Extracts called "totals"
are obtained at higher CO2 pressures and contain all CO2 soluble components, including waxes, resins, colorants, resembling a classical hexane extract, with the advantage of no solvent residue. These totals are very very much like the herb itself.
CO2 extracts are often labeled as essential oils as opposed to absolutes since no trace of a harmful solvent will remain in the final product. CO2s have an advantage over essential oils because none of the constituents of the oil are damaged by heat.
CO2 extracts are usually thicker than their essential oil counterparts and often smell closer to the aroma of the natural herb. CO2 extracts have been said to contain additional constituents than what is extracted from the same plant using steam distillation. This would seem to make sense since CO2 extracts generally are thicker oils and often seem to have a more rounded aroma.
are usually thick and pasty due to the beneficial fats, resins and waxes they contain that come from the plant material itself. These totals are soluble in essential oils and vegetal oils. Some, such as rosemary verbenone must be warmed with the vegetal oil or by itself and then quickly added to warm oil in order to be soluble. It is the same thing for some of the others like sea buckthorn berry or vanilla CO2. Even small percentages of (.05% to 1 % ) of these CO2 extracts can be excellent additions to body oils, creams, ointments, lotions, balms, soaps or essential oil blends. Because of the sometimes thick, pasty nature of these CO2 oils, they should not be used in a nebulizer type diffuser. They could clog your diffuser.

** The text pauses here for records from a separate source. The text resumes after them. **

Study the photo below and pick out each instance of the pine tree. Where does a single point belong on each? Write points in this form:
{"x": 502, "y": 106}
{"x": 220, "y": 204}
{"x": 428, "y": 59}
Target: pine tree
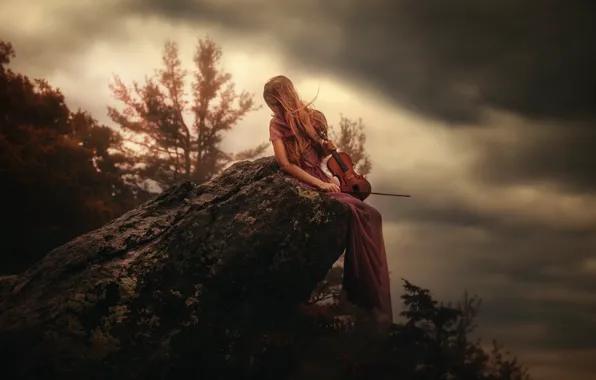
{"x": 175, "y": 138}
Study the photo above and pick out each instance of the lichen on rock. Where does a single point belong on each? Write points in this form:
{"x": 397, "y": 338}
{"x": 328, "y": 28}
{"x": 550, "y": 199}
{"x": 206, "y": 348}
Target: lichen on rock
{"x": 196, "y": 267}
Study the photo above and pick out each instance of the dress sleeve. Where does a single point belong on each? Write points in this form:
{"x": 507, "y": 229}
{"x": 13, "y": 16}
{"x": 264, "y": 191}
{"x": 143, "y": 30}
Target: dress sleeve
{"x": 274, "y": 132}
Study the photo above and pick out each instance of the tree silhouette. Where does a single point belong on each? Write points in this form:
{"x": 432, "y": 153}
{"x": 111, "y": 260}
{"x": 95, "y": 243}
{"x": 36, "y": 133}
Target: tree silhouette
{"x": 59, "y": 175}
{"x": 175, "y": 138}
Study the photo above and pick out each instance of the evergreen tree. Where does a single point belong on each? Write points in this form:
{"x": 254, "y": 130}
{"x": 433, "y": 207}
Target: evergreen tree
{"x": 176, "y": 138}
{"x": 58, "y": 172}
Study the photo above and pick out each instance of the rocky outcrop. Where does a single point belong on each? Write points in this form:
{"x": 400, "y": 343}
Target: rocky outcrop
{"x": 175, "y": 287}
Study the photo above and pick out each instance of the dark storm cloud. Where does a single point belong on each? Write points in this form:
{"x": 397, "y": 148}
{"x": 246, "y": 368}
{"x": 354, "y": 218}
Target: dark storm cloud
{"x": 448, "y": 60}
{"x": 445, "y": 58}
{"x": 63, "y": 33}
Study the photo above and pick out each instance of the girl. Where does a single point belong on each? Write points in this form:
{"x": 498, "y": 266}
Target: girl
{"x": 299, "y": 152}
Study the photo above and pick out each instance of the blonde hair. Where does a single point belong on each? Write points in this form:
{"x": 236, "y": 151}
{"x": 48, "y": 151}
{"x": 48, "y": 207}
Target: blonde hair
{"x": 302, "y": 118}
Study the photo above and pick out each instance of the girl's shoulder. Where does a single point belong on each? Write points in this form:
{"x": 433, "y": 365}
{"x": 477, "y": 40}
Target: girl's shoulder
{"x": 278, "y": 128}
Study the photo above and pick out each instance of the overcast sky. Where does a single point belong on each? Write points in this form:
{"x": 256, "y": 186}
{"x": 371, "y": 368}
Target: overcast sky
{"x": 484, "y": 111}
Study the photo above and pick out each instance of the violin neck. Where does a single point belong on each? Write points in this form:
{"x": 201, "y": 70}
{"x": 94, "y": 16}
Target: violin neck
{"x": 339, "y": 160}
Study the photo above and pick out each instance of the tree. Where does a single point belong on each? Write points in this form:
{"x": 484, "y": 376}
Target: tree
{"x": 58, "y": 172}
{"x": 176, "y": 139}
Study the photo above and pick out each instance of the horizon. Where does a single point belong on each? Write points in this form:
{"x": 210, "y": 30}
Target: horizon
{"x": 498, "y": 163}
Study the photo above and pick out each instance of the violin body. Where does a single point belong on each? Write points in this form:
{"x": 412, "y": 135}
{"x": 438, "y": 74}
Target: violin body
{"x": 340, "y": 165}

These potent extracts are wonderful for cosmetics and pharmaceuticals. The Calendulas extract, for example, in a dosage of 2 grams extract to 1000 grams ointment is effective for it's anti-inflammatory and anti-microbial activity. The chamomile CO2 extract or "total" contains 6% bisabolol and 2.8% matricin. The matricin is not degraded to chamazulene, Chamazulene has only one tenth of the anti-inflammatory activity as matricin.
CO2 extracts have a minimum shelf life of one year. They should be kept under the same conditions as steam distilled essential oils that is in a cool, dark place, in full amber glass containers.
Hypercritical carbon dioxide extraction appears to be an aromatherapist's (and herbalist's) dream come true (in some respects). Unlike the products produced by regular solvents (absolutes and concretes) the solvent (CO2) can be easily and totally removed, just by releasing the pressure in the extraction chamber. This process, because it happens in a closed chamber, can then collect the most volatile and most fragile fractions of the fragrance and plant. The end result; an extract as close to the natural essence of the plant that anyone has achieve.